Dr. Sarah Alvord isn’t your average internist. She came to medicine the long way. After graduating from UC Santa Cruz with a Bachelor’s degree in History, she pursued her love of the culinary arts by becoming a professional chef. After working for almost twenty years in the restaurant business in San Francisco, California, and Santa Fe, New Mexico, she got tired of the “business” part of the food world, and took some time to figure out what she wanted to do.
“If you’d asked me at 14 what I wanted to be when I grew up, I would have told you, ‘A doctor,’ but I got busy doing other things,” she said. After some soul searching, Dr. Alvord did what many are reluctant to do—she made a huge change in her life, choosing a goal that required hard work and sacrifice. She said, “It didn’t feel particularly brave; [pursuing medicine] was just what I needed to do.”
She was particularly excited to return to Mendocino County, where she spent summers in Anderson Valley as a child. “My family owned property in Anderson Valley and it is one of my favorite places in the whole world. Some of my fondest memories were made there,” she said.
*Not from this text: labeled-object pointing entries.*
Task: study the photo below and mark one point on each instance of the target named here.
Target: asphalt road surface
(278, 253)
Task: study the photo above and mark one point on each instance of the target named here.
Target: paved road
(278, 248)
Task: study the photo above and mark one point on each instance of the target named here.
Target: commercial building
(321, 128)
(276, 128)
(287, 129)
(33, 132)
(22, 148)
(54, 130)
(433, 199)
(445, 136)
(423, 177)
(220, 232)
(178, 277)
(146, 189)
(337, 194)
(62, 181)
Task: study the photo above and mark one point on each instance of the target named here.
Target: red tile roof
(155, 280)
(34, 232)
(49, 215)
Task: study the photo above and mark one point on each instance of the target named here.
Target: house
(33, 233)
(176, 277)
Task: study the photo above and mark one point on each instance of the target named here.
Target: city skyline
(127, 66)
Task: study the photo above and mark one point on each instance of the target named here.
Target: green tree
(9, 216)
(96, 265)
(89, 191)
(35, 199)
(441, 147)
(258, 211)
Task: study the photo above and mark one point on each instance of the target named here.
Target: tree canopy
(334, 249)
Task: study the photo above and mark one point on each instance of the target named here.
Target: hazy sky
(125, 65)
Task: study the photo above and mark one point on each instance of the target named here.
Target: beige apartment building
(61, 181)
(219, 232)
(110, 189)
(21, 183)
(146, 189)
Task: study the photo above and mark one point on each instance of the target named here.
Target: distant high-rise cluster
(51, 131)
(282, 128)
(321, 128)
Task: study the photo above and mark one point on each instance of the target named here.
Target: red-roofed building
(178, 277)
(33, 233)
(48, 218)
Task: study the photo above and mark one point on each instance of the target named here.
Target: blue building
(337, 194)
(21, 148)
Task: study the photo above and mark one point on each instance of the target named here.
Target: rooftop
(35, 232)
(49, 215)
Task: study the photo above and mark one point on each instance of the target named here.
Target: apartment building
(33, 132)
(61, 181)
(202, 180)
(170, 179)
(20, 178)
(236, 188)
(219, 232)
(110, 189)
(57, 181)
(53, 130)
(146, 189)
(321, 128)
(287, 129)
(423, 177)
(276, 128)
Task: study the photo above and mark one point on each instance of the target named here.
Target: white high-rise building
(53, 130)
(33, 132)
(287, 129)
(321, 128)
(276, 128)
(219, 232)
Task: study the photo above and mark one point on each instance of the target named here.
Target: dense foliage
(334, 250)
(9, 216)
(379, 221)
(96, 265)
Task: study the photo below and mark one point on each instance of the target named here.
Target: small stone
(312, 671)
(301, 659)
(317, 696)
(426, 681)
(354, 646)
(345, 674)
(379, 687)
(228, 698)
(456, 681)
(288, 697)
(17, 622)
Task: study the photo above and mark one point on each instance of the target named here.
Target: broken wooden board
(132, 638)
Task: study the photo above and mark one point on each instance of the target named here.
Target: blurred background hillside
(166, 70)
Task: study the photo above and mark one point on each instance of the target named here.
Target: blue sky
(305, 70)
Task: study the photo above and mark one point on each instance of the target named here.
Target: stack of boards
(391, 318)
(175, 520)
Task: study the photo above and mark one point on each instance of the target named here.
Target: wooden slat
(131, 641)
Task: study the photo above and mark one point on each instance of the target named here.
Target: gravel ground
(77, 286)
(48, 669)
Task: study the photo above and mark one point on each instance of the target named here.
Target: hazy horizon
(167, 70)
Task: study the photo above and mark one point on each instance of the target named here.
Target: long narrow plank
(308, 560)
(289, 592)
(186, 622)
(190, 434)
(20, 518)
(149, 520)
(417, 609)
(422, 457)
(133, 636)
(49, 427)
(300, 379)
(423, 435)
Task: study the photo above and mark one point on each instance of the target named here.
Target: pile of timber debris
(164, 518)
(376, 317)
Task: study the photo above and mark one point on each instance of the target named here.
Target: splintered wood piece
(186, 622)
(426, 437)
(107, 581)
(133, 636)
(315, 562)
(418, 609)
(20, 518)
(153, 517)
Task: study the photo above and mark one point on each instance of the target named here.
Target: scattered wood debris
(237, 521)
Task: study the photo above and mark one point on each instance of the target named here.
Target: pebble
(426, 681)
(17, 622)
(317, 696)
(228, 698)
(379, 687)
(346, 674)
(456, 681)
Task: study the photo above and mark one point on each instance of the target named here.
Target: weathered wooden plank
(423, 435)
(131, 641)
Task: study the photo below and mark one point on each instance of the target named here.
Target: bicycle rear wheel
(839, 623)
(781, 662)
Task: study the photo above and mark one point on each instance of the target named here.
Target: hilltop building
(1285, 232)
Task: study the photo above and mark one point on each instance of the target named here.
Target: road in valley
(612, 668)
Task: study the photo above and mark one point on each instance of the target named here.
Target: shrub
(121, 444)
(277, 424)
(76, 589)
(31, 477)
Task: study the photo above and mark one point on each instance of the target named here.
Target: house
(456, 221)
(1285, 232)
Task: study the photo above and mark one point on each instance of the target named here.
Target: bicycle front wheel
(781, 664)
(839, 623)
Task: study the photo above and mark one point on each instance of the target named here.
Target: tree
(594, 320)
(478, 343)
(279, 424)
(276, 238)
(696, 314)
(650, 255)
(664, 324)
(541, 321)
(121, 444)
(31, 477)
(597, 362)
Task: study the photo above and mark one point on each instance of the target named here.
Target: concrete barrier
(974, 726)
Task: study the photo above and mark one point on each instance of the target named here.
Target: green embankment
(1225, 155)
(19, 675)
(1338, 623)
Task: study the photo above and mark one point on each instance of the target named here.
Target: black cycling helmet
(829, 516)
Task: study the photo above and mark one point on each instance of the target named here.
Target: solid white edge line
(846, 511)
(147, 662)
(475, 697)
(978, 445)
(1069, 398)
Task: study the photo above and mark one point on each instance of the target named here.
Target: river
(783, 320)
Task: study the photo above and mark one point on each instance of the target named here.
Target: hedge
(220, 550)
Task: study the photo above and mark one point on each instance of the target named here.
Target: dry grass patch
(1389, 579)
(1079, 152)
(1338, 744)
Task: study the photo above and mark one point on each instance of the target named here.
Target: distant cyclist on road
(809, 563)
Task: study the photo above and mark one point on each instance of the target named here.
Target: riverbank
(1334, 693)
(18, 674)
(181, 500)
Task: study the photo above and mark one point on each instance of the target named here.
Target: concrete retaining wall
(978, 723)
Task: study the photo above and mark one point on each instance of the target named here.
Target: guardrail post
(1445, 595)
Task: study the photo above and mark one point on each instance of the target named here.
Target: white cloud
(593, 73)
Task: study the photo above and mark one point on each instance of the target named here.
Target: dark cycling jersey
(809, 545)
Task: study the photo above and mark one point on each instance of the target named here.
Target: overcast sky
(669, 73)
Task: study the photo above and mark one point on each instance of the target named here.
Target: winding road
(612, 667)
In addition to the location, Dr. Alvord was drawn by the people and philosophy of MCHC. “They’re progressive, smart, and forward-thinking. They’re truly committed to serving the whole community and that’s what I was looking for. I’m not a concierge kind of doctor. I want to care for everyone who needs care,” she said.
In returning to her original passion of medicine, Dr. Alvord says she looks forward to the opportunity to learn every day, and that medicine appeals to her “old fashioned notion that the work we do should mean something.” She also noted that starting as a new doctor in her forties means she’s developed the compassion and patience that comes with losing friends and helping aging parents.
Because she chose a route to medicine that included a liberal arts degree and years working in other fields, she feels she can truly appreciate the privilege of caring for people. “I believe health care should be a collaborative effort. As we age, good health comes and goes. I want to meet my patients wherever they are in their life, and help them feel good. I want to know who they are as people and then translate the science of medicine to help them make informed decisions about their health.”